Adding a stately shade can make a simple cottage-style door look more sophisticated, while a casual, bright hue can make a formal façade friendlier and more imaginative. “Traditional colours such as black, red and blue create a smart entrance, and look especially effective in high-shine gloss,” says Mylands.
“Our current best-sellers are Bay Tree in a satin finish, which is a pale lichen green and looks great against white, cream and natural masonry, and Pillar Box Red, which makes a bold statement,” says Mark Bannister of Sandtex Exterior Paints (www.sandtex.co.uk).
But if you want your house to look the height of “now” after the sage greens and pigeon greys that have dominated for the last couple of years, Mylands suggests the robust Burlington Arcade – an almost turquoise blue shade tempered with grey that he tips to be the next big colour.
As for door furniture, while the trend for minimal ironmongery is till strong – think a large ring knocker above a central round door knob – the dominance of chrome finishes is waning as antique brass, satin nickel and faded gold make a comeback. It’s about looking subtly sophisticated, and they require less polishing.
Path to perfection
Don’t neglect your path and wall or fence – most people will give your home a cursory glance as they drive past or look at the first image online. What does a broken or missing gate, crumbling wall or concrete path say about your home? And will it really entice people in? Repair any damage and improve what you can.

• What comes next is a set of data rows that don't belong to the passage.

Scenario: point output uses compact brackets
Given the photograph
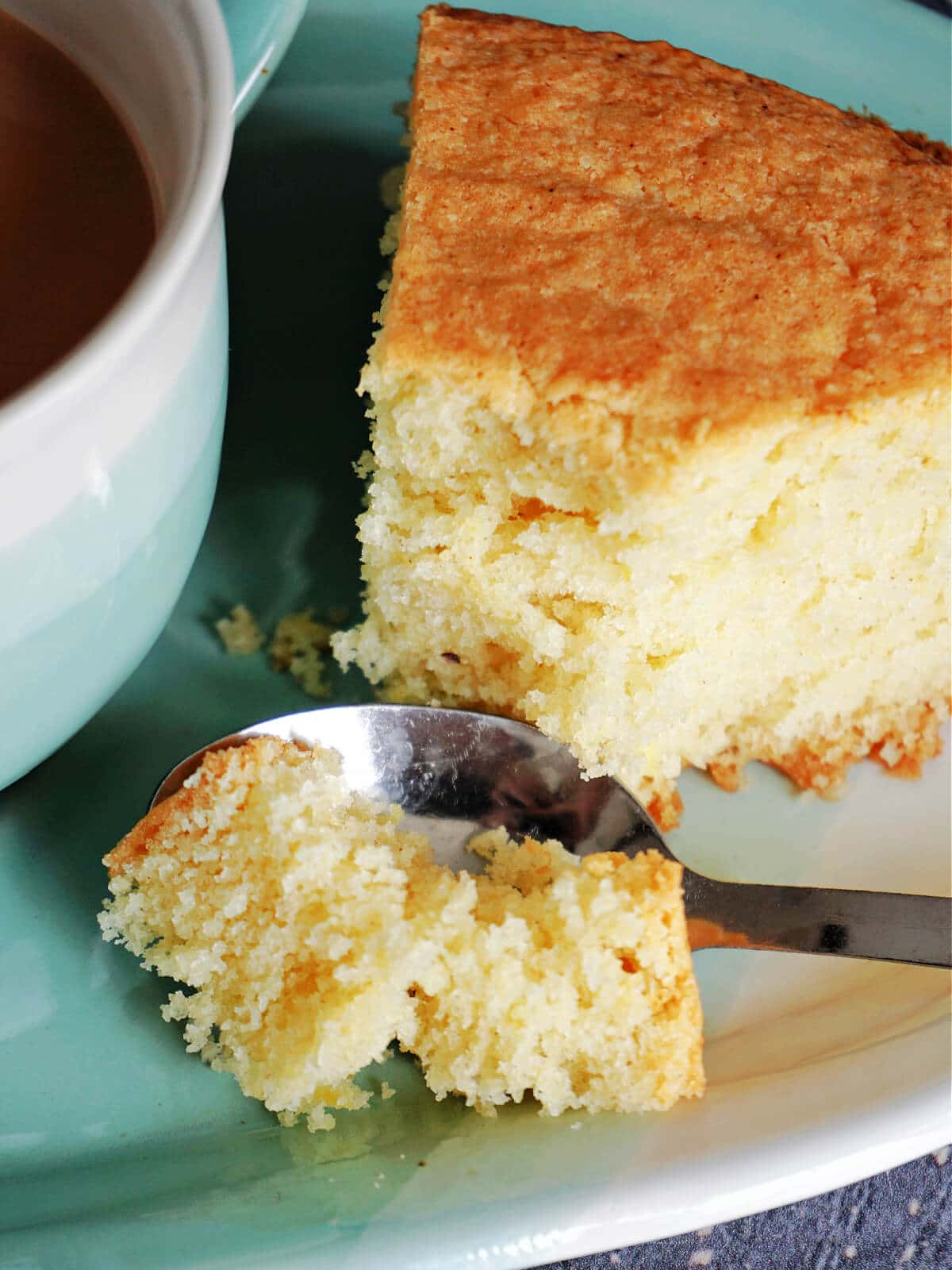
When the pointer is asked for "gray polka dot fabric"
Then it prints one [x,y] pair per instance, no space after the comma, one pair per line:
[898,1219]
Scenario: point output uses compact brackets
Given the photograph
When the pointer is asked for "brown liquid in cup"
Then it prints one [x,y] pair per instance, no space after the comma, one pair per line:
[76,214]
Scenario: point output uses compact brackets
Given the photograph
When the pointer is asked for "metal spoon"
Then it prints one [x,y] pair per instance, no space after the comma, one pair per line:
[457,772]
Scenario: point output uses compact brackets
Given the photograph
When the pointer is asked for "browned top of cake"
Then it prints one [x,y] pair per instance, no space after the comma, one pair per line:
[594,220]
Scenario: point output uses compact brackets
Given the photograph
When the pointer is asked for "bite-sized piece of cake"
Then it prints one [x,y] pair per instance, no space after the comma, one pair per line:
[314,931]
[662,413]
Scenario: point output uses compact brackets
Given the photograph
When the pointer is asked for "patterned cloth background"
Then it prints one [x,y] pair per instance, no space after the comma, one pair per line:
[898,1221]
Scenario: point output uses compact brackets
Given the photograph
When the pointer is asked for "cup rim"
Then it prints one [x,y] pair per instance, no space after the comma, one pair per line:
[171,252]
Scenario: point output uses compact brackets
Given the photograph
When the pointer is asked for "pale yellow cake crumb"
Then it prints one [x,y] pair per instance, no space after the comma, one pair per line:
[310,931]
[300,645]
[240,633]
[660,406]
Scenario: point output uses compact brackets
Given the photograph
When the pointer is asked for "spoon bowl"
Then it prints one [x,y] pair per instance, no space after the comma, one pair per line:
[459,772]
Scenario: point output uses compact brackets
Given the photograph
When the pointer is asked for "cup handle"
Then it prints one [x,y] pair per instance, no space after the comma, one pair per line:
[259,31]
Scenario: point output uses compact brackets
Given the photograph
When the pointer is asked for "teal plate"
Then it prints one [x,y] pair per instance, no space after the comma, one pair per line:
[116,1147]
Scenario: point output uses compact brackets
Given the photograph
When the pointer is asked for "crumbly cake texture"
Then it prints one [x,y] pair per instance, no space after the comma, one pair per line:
[310,931]
[660,406]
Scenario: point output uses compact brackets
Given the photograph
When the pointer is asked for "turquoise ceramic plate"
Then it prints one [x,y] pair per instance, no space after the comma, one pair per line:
[117,1149]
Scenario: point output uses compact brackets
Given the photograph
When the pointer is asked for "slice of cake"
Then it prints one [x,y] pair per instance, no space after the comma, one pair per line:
[310,931]
[660,410]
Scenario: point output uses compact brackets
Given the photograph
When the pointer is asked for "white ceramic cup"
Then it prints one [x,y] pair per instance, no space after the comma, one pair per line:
[108,463]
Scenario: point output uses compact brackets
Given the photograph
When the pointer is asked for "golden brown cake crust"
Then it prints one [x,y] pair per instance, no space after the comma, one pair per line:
[590,221]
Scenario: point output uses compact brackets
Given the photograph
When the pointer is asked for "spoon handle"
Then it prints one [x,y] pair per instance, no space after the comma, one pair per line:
[865,924]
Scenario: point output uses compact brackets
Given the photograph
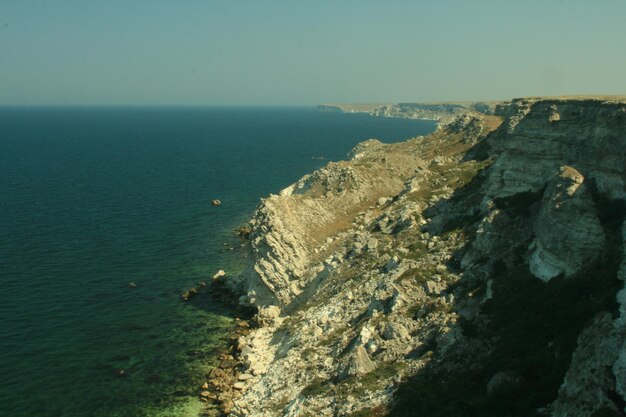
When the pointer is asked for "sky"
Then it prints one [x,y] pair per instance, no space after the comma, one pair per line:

Block brick paving along a path looks smart and low-maintenance, while tiles add a chic look to contemporary home and will enhance the period character of older properties – something buyers love. London Mosaic (www.londonmosaic.com) sells traditional Victorian, Edwardian and Georgian designs on large sheets, which makes them easy to install.
If you like the traditional look but hanker after something more contemporary, Sarah McClement of Original Style (www.originalstyle.com) recommends choosing a monochrome scheme. “While our traditional tiles (browns, reds, greens) are consistently popular, we have noticed a real shift towards more simple black and white patterns, and also those with grey, over the last couple of years. Feedback from our customers suggested that homeowners love the period style but prefer a more understated look than some of the very traditional styles.”
Accordingly, the company has created a new range, including three new greys, of more simplistic and contemporary patterns, which launched at the beginning of the year.